I will say that I didn’t feel like we got enough time to fully grasp the combat, which is not a knock against the game. In both Max Payne and Alan Wake, it took me a while to acclimate to the gunplay, and I feel that will be the case here. I got shot a lot during our playtime, but I could already tell that with a bit of practice and with a better understanding of the powers, it seems like you will be able to do a lot of cool stuff. Could you feel the Max Payne or Alan Wake influences creeping in at all?

To continue the conversation, head to page two...

Ben: Yeah, I think that Remedy doesn’t like to make traditional cover shooters. Max Payne and Alan Wake were all about moving across the battlefield in interesting ways, but they were also simpler shooters in a way. Jack has a lot more powers, and that complicates the action in an interesting way. All of your powers are on cooldowns, so you’re always keeping an eye on when certain powers are going to recharge, which adds a bit of strategy to the action. The one thing I noticed about the combat that could use a little work was the aiming; I felt like it was a little loose for a shooter. Maybe they just need to fine-tune the gunplay a bit. Did you notice that?
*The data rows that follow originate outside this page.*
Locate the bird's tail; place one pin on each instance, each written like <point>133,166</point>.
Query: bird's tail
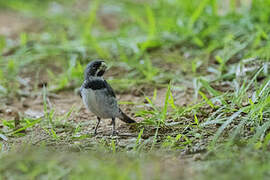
<point>123,117</point>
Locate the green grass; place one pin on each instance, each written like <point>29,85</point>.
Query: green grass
<point>220,61</point>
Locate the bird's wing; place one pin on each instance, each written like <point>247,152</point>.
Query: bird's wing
<point>109,88</point>
<point>98,84</point>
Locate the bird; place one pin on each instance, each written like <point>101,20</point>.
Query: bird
<point>99,97</point>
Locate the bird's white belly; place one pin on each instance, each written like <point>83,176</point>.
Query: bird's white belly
<point>100,104</point>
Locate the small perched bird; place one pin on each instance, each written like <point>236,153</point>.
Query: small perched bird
<point>99,97</point>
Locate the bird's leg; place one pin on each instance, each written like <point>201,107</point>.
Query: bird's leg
<point>113,127</point>
<point>95,132</point>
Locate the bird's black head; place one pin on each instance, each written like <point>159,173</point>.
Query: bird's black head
<point>95,68</point>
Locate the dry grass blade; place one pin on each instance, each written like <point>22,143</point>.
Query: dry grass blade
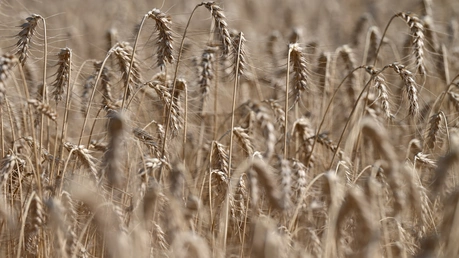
<point>239,55</point>
<point>300,77</point>
<point>417,30</point>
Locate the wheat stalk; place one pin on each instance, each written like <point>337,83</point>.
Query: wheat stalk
<point>25,37</point>
<point>43,108</point>
<point>164,40</point>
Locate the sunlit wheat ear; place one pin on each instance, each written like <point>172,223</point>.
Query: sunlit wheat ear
<point>25,37</point>
<point>239,54</point>
<point>299,66</point>
<point>164,40</point>
<point>410,87</point>
<point>43,108</point>
<point>417,30</point>
<point>85,157</point>
<point>123,53</point>
<point>62,74</point>
<point>221,24</point>
<point>7,62</point>
<point>383,93</point>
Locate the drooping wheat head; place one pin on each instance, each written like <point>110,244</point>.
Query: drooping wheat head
<point>25,37</point>
<point>62,75</point>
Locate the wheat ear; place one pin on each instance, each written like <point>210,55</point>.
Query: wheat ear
<point>62,74</point>
<point>25,37</point>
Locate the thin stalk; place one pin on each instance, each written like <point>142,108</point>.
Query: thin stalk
<point>233,108</point>
<point>92,95</point>
<point>168,117</point>
<point>316,137</point>
<point>126,86</point>
<point>354,108</point>
<point>287,81</point>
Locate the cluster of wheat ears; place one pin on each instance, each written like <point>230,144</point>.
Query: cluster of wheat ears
<point>176,144</point>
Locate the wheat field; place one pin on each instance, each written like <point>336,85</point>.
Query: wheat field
<point>266,128</point>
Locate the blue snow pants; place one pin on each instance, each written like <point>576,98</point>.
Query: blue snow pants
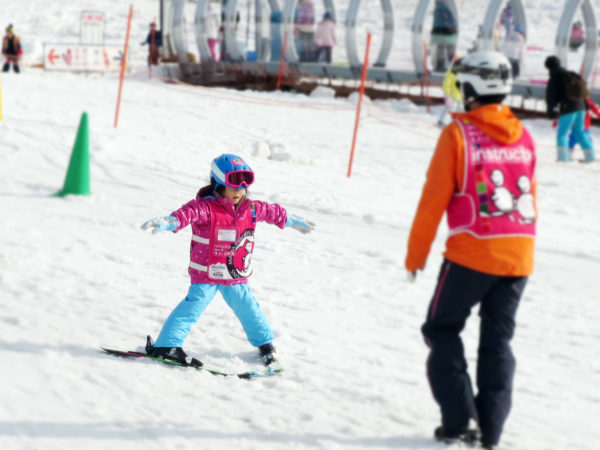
<point>237,296</point>
<point>458,290</point>
<point>576,122</point>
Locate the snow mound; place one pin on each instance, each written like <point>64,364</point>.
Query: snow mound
<point>277,151</point>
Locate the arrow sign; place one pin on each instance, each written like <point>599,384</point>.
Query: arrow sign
<point>52,56</point>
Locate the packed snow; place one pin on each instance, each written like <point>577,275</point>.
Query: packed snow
<point>77,272</point>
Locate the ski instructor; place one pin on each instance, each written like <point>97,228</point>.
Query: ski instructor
<point>482,175</point>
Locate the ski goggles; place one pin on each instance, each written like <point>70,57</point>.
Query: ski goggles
<point>502,73</point>
<point>239,179</point>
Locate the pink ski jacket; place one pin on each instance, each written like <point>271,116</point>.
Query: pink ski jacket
<point>197,213</point>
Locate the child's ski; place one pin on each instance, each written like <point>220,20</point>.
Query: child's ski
<point>270,371</point>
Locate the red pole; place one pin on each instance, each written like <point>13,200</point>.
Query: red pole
<point>361,92</point>
<point>281,62</point>
<point>123,64</point>
<point>426,77</point>
<point>152,49</point>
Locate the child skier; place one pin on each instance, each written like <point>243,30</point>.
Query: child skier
<point>223,220</point>
<point>589,106</point>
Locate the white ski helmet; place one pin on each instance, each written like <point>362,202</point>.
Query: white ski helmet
<point>485,73</point>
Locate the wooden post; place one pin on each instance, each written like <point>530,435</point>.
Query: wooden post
<point>123,64</point>
<point>361,93</point>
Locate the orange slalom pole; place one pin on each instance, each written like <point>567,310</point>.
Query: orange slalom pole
<point>426,78</point>
<point>282,62</point>
<point>123,64</point>
<point>152,48</point>
<point>361,93</point>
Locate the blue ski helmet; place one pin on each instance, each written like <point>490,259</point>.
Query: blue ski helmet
<point>231,171</point>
Kyle: I could certainly see that, but I imagine Remedy is still tweaking that aspect of the game. In many ways though, it felt a little less focused on accuracy, and a little more focused on using your powers in tandem with your guns. Using the Time Bubble ability, for example, didn’t really require you to pull off that perfect headshot. Instead, it was more about filling that large bubble with bullets in order to make sure that enemy was taken care of while you moved your concentration elsewhere.

Another aspect that is likely going through iteration as we speak is Jack’s movement. He felt heavier than Alan Wake or Max Payne in a strange way. Maybe closer to the movement of a Grand Theft Auto protagonist. It was okay though, because a lot of his quick movements were attached to his time abilities, so I never felt like my maneuverability was limited in any way – just different than I expected. And speaking of expectations, deploying the powers was a little different than I expected. When we watched Remedy play, I noticed all the cooldown meters on the right side of the screen, and assumed you had to scroll through to select a power, but thankfully that’s not the case. Each power was mapped to a dedicated button, so you never enter a menu or pause the fight to use a new power, which I'm happy about. It makes it easy to combo a whole bunch of different powers in a row.

Ben: All in all, I think that Quantum Break’s action is good. Its hook isn’t as stylish as Max Payne’s, but I think the action is a bit deeper, and I love the idea of exploring environments that are completely frozen in time.

Kyle: Yeah, I agree. As I mentioned earlier, it will take a little getting used to, especially making sure you use the right powers in the right situation, but I look forward to learning it all and figuring out the best ways to approach a fight.